It doesn't matter if you're addicted to games or not; if you're a lawyer who keeps screwing up cases, you're going to get slapped by the long arm of the law.
When news surfaces about people getting into trouble over gaming habits, they tend to be students in high school or college. However, a middle-aged lawyer has been suspended from practicing law because his videogame "addiction" caused him to flub a number of cases, which wound up harming his clients.
43-year-old Mathew Eshelman was apparently fired from the firm he worked for in 2007 due to his addiction (which he claims stemmed from job stress and problems at home). After that, he set up his own practice and worked with a number of new clients. And, according to the Pennsylvania Supreme Court Disciplinary Board, that's when things got really bad:
"When attempting to conduct his own law practice, he sought refuge from his problems by playing video and computer games with an even greater intensity. He described himself as 'addicted' to the games," lawyer Howell K. Rosenberg wrote in the 89-page report.
The Pennsylvania Supreme Court Disciplinary Board's report detailed 17 cases - mostly involving bankruptcy, divorce, and debt collection - that Eshelman mishandled.

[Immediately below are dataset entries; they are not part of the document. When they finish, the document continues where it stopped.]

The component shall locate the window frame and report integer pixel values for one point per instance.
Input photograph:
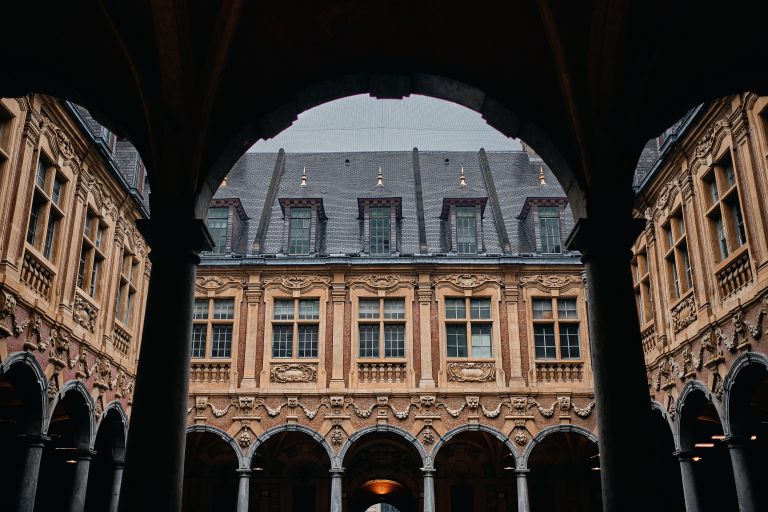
(381, 322)
(210, 322)
(296, 322)
(49, 213)
(557, 322)
(720, 197)
(469, 322)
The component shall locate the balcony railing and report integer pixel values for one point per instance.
(210, 372)
(734, 276)
(559, 371)
(648, 337)
(36, 275)
(381, 373)
(121, 340)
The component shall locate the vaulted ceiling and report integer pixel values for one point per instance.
(194, 83)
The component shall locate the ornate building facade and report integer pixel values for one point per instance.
(73, 277)
(398, 328)
(700, 269)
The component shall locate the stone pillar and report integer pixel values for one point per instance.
(522, 490)
(243, 490)
(745, 491)
(689, 481)
(80, 482)
(117, 480)
(429, 490)
(30, 473)
(154, 459)
(253, 299)
(336, 476)
(424, 293)
(621, 383)
(339, 298)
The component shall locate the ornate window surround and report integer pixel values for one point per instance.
(481, 288)
(401, 289)
(313, 289)
(570, 287)
(316, 219)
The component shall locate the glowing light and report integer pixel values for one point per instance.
(381, 486)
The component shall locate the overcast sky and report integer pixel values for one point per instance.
(362, 123)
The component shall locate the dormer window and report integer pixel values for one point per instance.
(466, 234)
(463, 225)
(299, 230)
(217, 225)
(549, 226)
(303, 226)
(379, 225)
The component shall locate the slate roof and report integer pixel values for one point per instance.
(340, 179)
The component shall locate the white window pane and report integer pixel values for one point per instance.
(283, 310)
(394, 308)
(481, 340)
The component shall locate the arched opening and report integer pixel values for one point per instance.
(70, 434)
(210, 474)
(748, 419)
(702, 436)
(564, 474)
(290, 472)
(110, 454)
(382, 468)
(21, 415)
(475, 471)
(667, 467)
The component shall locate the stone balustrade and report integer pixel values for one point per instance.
(36, 275)
(210, 372)
(559, 371)
(380, 373)
(734, 276)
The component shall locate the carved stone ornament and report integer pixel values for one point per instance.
(293, 372)
(84, 313)
(684, 314)
(550, 281)
(467, 281)
(215, 283)
(291, 283)
(471, 372)
(382, 282)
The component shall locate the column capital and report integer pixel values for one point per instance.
(684, 455)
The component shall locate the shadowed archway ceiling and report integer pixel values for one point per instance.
(194, 83)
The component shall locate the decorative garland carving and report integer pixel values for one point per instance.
(299, 282)
(382, 282)
(84, 313)
(471, 372)
(466, 281)
(293, 372)
(684, 314)
(216, 283)
(549, 281)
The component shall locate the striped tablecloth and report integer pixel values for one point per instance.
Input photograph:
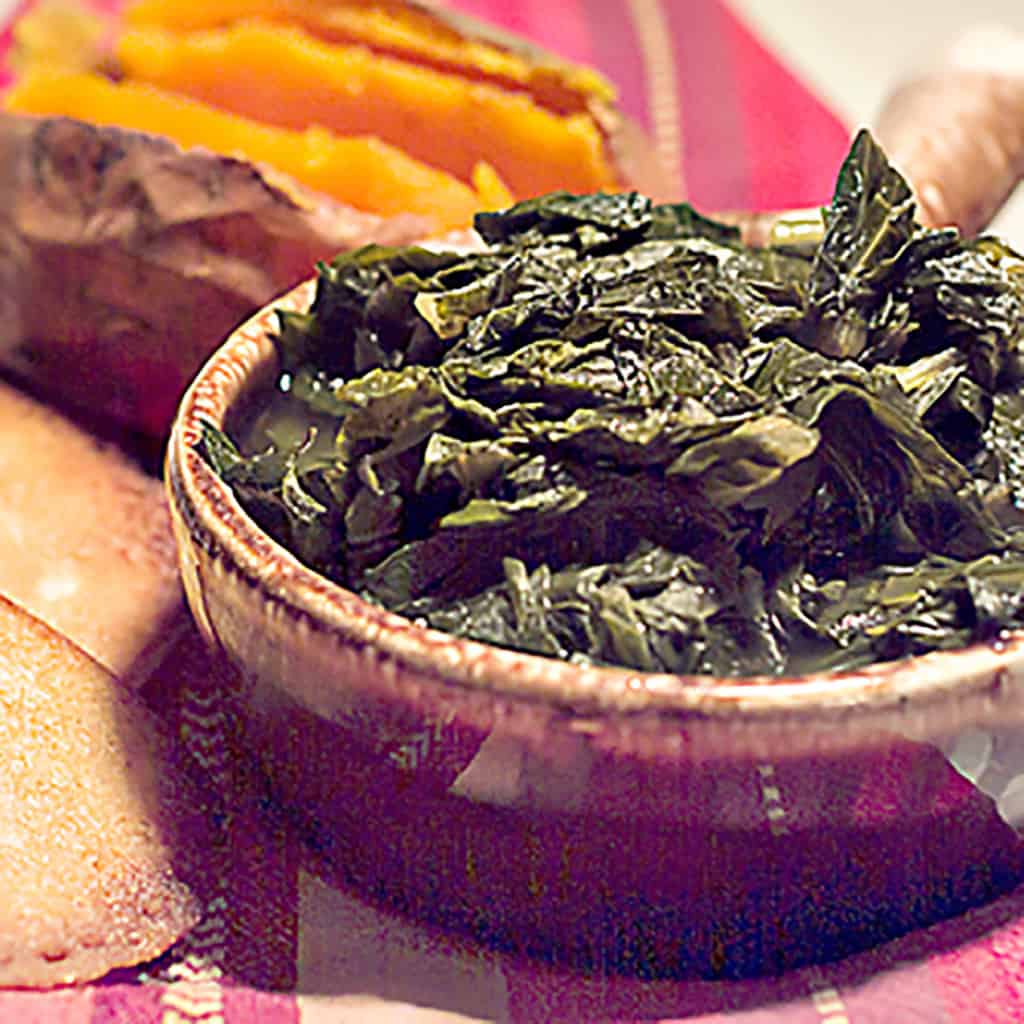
(283, 941)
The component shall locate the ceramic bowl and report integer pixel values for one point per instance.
(657, 822)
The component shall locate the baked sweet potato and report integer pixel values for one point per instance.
(129, 249)
(125, 260)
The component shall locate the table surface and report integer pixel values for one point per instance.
(852, 54)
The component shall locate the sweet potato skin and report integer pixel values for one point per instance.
(125, 261)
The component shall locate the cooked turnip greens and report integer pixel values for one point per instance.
(620, 436)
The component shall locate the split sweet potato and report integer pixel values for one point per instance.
(160, 189)
(284, 76)
(361, 172)
(125, 260)
(429, 36)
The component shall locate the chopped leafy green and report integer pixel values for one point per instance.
(614, 434)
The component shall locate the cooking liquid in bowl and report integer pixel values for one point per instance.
(654, 822)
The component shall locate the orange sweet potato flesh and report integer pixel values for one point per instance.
(284, 76)
(361, 171)
(125, 260)
(442, 39)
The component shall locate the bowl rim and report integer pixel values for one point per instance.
(940, 690)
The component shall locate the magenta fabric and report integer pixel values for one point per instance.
(743, 132)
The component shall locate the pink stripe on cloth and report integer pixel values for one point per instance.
(561, 27)
(69, 1007)
(795, 142)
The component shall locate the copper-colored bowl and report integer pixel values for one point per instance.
(657, 821)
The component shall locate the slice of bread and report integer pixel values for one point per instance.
(85, 539)
(91, 855)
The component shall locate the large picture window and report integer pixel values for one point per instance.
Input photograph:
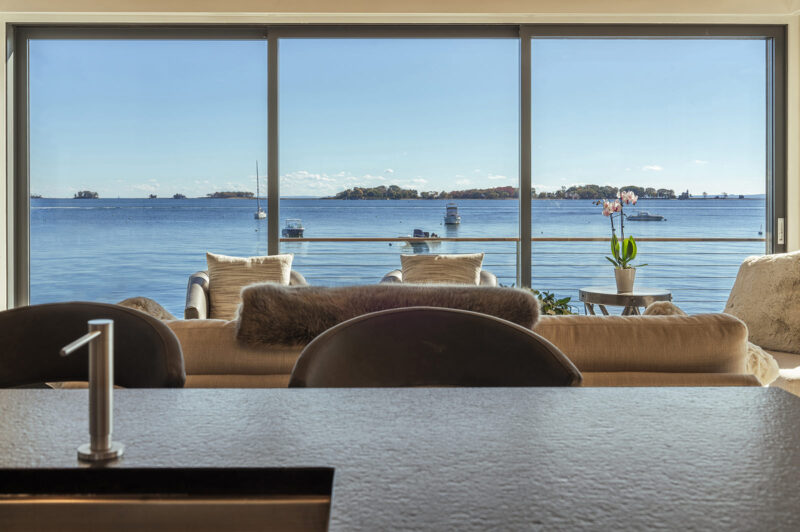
(680, 122)
(136, 153)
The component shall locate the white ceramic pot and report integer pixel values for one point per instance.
(624, 279)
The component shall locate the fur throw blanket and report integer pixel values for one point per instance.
(294, 315)
(759, 362)
(148, 306)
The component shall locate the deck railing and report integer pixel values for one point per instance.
(699, 271)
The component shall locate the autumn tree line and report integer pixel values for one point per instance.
(573, 192)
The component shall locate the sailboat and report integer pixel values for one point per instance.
(259, 214)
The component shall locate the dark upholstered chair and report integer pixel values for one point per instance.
(146, 352)
(426, 346)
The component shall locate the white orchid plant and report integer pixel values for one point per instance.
(623, 250)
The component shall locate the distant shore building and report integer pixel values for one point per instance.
(86, 194)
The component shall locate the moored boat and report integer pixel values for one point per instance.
(451, 216)
(293, 228)
(644, 216)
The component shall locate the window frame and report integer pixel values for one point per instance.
(18, 227)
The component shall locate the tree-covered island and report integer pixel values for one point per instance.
(231, 195)
(573, 192)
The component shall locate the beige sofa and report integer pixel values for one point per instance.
(701, 350)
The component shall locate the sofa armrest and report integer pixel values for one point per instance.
(652, 378)
(488, 278)
(394, 276)
(197, 297)
(703, 343)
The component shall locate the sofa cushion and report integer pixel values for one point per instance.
(764, 296)
(273, 314)
(789, 372)
(450, 269)
(210, 348)
(704, 343)
(228, 275)
(759, 363)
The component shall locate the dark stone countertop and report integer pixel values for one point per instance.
(455, 458)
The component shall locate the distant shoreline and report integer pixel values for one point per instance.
(693, 198)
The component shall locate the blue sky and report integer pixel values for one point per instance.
(130, 118)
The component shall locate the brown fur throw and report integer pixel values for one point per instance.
(272, 314)
(148, 306)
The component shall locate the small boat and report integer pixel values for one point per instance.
(259, 214)
(422, 246)
(644, 216)
(293, 228)
(451, 216)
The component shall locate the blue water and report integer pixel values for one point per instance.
(112, 249)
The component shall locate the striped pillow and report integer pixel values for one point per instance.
(228, 275)
(435, 269)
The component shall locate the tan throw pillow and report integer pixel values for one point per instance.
(765, 297)
(435, 269)
(228, 275)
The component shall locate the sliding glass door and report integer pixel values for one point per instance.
(143, 156)
(379, 136)
(684, 123)
(138, 150)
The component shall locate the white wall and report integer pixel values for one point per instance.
(422, 11)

He missed deadlines, lost track of client money, and once lied in a divorce filing - all while ignoring calls from increasingly angry clients.
Sick of being ignored, Eshelman's clients (understandably) started filing complaints against him.
Reportedly the Disciplinary Board wanted to originally suspend Eshelman for five years, but lessened the sentence because the man used to be a decent lawyer. If Eshelman's videogame habits are really as bad as he claims, maybe he should think seriously about a rehab program.